Make it visibleList your strongest five skills with a sentence on each: what you can do, how you use it at work, and where the limits of your expertise are. Save the list somewhere you can reference it when briefing a tool, so you can set the right level and tell the tool what to defer to you on.

Why AI needs this

Each part of your work matters to AI in a specific way. Some of it is context a tool needs before it can help, some of it is work a tool can take on, and some of it is judgment that should stay with you.

Calibrating the tool's output

When you tell AI what you know well, it stops over-explaining the basics and can engage at a level that is actually useful. That calibration saves time on every interaction.

Where human skill is the point

Some tasks require the full depth of your expertise and a tool acting as a substitute would degrade the result. Knowing which skills those are is how you protect the work's quality.

Skill gaps as AI candidates

The areas where your skills are thin but the task still needs to be done are strong candidates for AI support. A tool can compensate for a skill gap better than it can add nuance to deep expertise.

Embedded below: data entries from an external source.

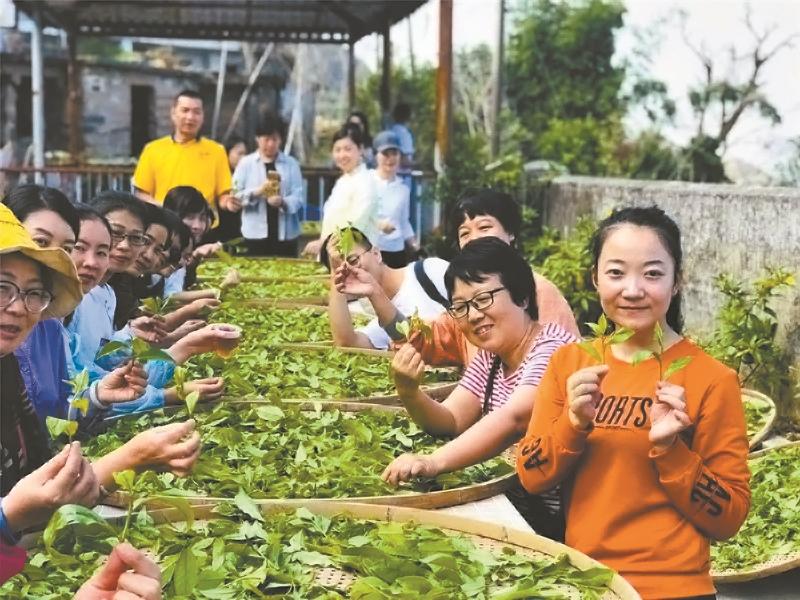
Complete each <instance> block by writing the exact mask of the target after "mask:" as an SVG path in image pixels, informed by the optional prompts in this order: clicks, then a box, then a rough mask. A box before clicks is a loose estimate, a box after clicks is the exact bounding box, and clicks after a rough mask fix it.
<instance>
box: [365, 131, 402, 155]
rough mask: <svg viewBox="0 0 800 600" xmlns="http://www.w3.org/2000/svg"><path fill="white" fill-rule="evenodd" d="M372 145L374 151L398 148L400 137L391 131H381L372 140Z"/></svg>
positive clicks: (382, 151)
mask: <svg viewBox="0 0 800 600" xmlns="http://www.w3.org/2000/svg"><path fill="white" fill-rule="evenodd" d="M372 147H373V148H375V152H383V151H384V150H391V149H395V150H400V138H399V137H397V134H395V133H394V132H392V131H381V132H380V133H379V134H378V135H376V136H375V139H374V140H373V141H372Z"/></svg>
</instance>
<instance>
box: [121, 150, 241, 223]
mask: <svg viewBox="0 0 800 600" xmlns="http://www.w3.org/2000/svg"><path fill="white" fill-rule="evenodd" d="M133 183H134V185H135V186H136V187H137V188H139V189H140V190H143V191H145V192H147V193H148V194H150V195H151V196H152V197H153V198H155V199H156V200H158V202H164V196H166V195H167V192H168V191H169V190H171V189H172V188H174V187H176V186H179V185H190V186H192V187H194V188H197V189H198V190H199V191H200V193H201V194H203V197H204V198H205V199H206V202H208V204H209V206H210V207H211V209H212V210H213V211H214V214H215V215H216V214H217V199H218V198H219V197H220V196H221V195H222V194H223V192H227V191H230V189H231V170H230V166H228V155H227V153H226V152H225V148H224V147H223V146H222V144H218V143H217V142H215V141H214V140H210V139H208V138H205V137H201V138H198V139H196V140H192V141H191V142H185V143H183V144H180V143H178V142H176V141H175V140H173V139H172V136H171V135H167V136H164V137H163V138H159V139H157V140H153V141H152V142H150V143H149V144H147V145H146V146H145V147H144V150H142V154H141V156H140V157H139V163H138V164H137V165H136V171H135V172H134V173H133ZM214 220H215V225H216V218H215V219H214Z"/></svg>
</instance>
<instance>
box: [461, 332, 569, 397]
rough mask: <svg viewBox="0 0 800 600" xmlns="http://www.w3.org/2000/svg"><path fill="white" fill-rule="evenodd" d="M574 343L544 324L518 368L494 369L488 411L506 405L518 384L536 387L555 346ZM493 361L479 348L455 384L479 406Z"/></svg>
mask: <svg viewBox="0 0 800 600" xmlns="http://www.w3.org/2000/svg"><path fill="white" fill-rule="evenodd" d="M575 341H577V340H576V338H575V336H574V335H572V334H571V333H569V332H568V331H566V330H564V329H563V328H562V327H561V326H560V325H557V324H555V323H545V324H544V325H543V327H542V330H541V331H540V332H539V335H537V336H536V339H535V340H534V341H533V345H532V346H531V349H530V350H529V351H528V354H527V356H526V357H525V358H524V359H523V360H522V363H520V365H519V367H517V368H516V369H515V370H514V371H513V372H512V373H509V374H508V375H505V374H504V373H503V369H502V368H501V369H498V371H497V374H496V375H495V378H494V387H493V388H492V397H491V399H490V401H489V410H490V411H491V410H495V409H497V408H500V407H501V406H503V405H504V404H505V403H506V402H508V399H509V398H510V397H511V394H512V393H513V392H514V390H515V389H517V387H519V386H521V385H533V386H536V385H539V381H541V379H542V375H544V372H545V369H547V364H548V363H549V362H550V356H551V355H552V354H553V352H555V351H556V349H558V348H559V347H561V346H563V345H565V344H570V343H572V342H575ZM494 358H495V355H494V354H491V353H489V352H487V351H486V350H483V349H481V350H478V353H477V354H476V355H475V358H473V359H472V361H470V363H469V365H468V366H467V370H466V371H465V372H464V375H463V376H462V377H461V381H460V382H459V385H460V386H461V387H463V388H465V389H466V390H467V391H469V392H472V393H473V394H475V395H476V396H477V397H478V398H480V401H481V403H483V397H484V394H485V393H486V385H487V383H488V381H489V373H490V372H491V369H492V362H493V361H494Z"/></svg>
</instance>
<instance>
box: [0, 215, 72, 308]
mask: <svg viewBox="0 0 800 600" xmlns="http://www.w3.org/2000/svg"><path fill="white" fill-rule="evenodd" d="M12 252H19V253H21V254H24V255H25V256H27V257H28V258H30V259H31V260H34V261H36V262H38V263H39V264H41V265H43V266H45V267H47V269H49V271H50V276H51V277H52V284H51V288H52V289H51V290H50V292H51V293H52V294H53V300H52V301H51V302H50V305H49V306H48V307H47V308H46V309H45V310H44V312H43V313H42V315H44V317H45V318H48V317H54V318H57V319H60V318H62V317H66V316H67V315H68V314H69V313H71V312H72V311H73V310H75V307H76V306H78V304H80V301H81V298H83V293H82V292H81V282H80V280H79V279H78V274H77V272H76V271H75V265H74V264H73V262H72V259H71V258H70V257H69V254H67V253H66V252H64V250H63V249H61V248H40V247H39V246H37V245H36V242H34V241H33V239H32V238H31V236H30V234H29V233H28V230H27V229H25V227H23V226H22V223H20V222H19V219H17V217H15V216H14V213H12V212H11V209H9V208H8V207H7V206H6V205H4V204H0V263H2V260H3V259H2V257H3V256H4V255H6V254H11V253H12Z"/></svg>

What to feed a tool versus what to do yourself

Skills determine the boundary between what you should do and what you should delegate. A clear picture of your skills makes that boundary easier to draw and easier to explain to others.

Questions to explore

Use these on your own or in a group. There are no right answers, only better conversations.

  1. What are the three things you do better than most people you work with?

  2. Where do you find yourself having to explain things to a tool that you wish it already understood?

  3. What skills do you rely on every week that you have never written down or documented anywhere?

  4. In which areas of your work would a tool's output need the most correction from you?

  5. Are there areas where your skills are thinner than the work requires, and where does that create friction?

Readiness traps

  • Self-assessed skill levels are often optimistic. The skills that most need documenting are the ones you use without thinking, which are easy to understate.
  • Skills erode without practice. A skill listed on a profile from five years ago may not reflect what you can actually do today.
  • The most valuable skills in knowledge work are often the combinatorial ones (the ability to bridge two domains) and those are the hardest for AI to replicate. Make sure those are named explicitly.